The selection of Gregory won praise from LGBT advocates in the United States, days after Francis grabbed headlines for voicing support for civil unions for gay couples.
Other Top Stories
A deeply torn Senate is set to confirm Amy Coney Barrett to the Supreme Court. Republicans are overpowering Democratic opposition to vote today on President Trump’s nominee before Election Day. Barrett’s confirmation was hardly in doubt as Senate Republicans seized the opportunity to install a third Trump justice, securing a conservative court majority for the foreseeable future. With no real power to stop the vote, Democrats argue the winner of the Nov. 3 election should choose the nominee to replace the late Justice Ruth Bader Ginsburg.
Armenia and Azerbaijan have accused each other of violating the new U.S.-brokered cease-fire aimed to halt the fighting over the separatist region of Nagorno-Karabakh. The truce that began earlier this morning was announced Sunday after talks facilitated by the United States. It was a third attempt to establish a lasting cease-fire in the flare-up of a decades-old conflict that has left hundreds, if not thousands, dead in the last month. The truce was challenged quickly by accusations from both sides. Nagorno-Karabakh lies within Azerbaijan but has been under the control of ethnic Armenian forces backed by Armenia since 1994.
A fast-moving typhoon has forced thousands of villagers to flee to safety in provinces south of the Philippine capital.

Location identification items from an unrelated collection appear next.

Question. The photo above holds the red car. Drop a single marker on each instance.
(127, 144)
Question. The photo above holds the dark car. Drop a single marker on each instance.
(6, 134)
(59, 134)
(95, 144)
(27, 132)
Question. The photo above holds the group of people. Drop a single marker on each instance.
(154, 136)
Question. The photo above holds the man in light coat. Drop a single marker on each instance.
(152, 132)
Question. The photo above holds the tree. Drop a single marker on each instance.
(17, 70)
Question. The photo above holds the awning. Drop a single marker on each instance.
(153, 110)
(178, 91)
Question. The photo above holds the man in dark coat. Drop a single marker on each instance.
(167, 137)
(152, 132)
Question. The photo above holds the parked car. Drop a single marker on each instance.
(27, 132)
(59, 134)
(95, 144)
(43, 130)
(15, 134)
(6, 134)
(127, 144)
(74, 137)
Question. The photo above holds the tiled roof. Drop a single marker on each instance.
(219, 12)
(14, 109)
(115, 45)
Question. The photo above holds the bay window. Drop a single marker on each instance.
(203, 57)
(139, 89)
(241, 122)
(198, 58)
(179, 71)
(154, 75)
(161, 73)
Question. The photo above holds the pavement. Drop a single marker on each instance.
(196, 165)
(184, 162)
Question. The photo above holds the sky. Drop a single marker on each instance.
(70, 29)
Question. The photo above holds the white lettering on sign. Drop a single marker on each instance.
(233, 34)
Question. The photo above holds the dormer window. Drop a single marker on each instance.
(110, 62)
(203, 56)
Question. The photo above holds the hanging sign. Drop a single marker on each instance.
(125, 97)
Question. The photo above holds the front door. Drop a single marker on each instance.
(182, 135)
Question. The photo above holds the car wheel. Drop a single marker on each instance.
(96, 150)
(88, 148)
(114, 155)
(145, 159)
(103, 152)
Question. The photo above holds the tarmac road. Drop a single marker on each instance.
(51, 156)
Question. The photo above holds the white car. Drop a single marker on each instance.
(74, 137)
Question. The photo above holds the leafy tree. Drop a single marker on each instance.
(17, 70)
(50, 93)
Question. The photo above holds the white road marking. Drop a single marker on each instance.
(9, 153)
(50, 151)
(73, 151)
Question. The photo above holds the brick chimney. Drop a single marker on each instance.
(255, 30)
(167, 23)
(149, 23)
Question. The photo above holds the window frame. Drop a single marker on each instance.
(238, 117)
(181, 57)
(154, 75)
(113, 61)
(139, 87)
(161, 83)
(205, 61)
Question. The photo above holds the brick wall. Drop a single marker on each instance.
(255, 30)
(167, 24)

It flooded rural villages, ripped off roofs, toppled trees and electric posts and knocked out power in several towns. There were no immediate reports of casualties from Typhoon Molave but authorities reported at least one person was missing and seven others were rescued after their yacht sank. The typhoon has sustained winds of 77 mph and is expected to start blowing out of the country into the South China Sea.
Tropical Storm Zeta is expected to become a hurricane as it heads toward the eastern end of Mexico’s resort-dotted Yucatan Peninsula and then toward a possible landfall on the central U.S. Gulf Coast at midweek. Zeta became the earliest ever 27th named storm of the Atlantic season. It was centered 260 miles southeast of Cozumel island with maximum sustained winds of 60 mph. Though nearly stationary, the storm is expected to begin advancing over the Yucatan Peninsula, then head into the Gulf of Mexico and approach the U.S. Gulf Coast by Wednesday.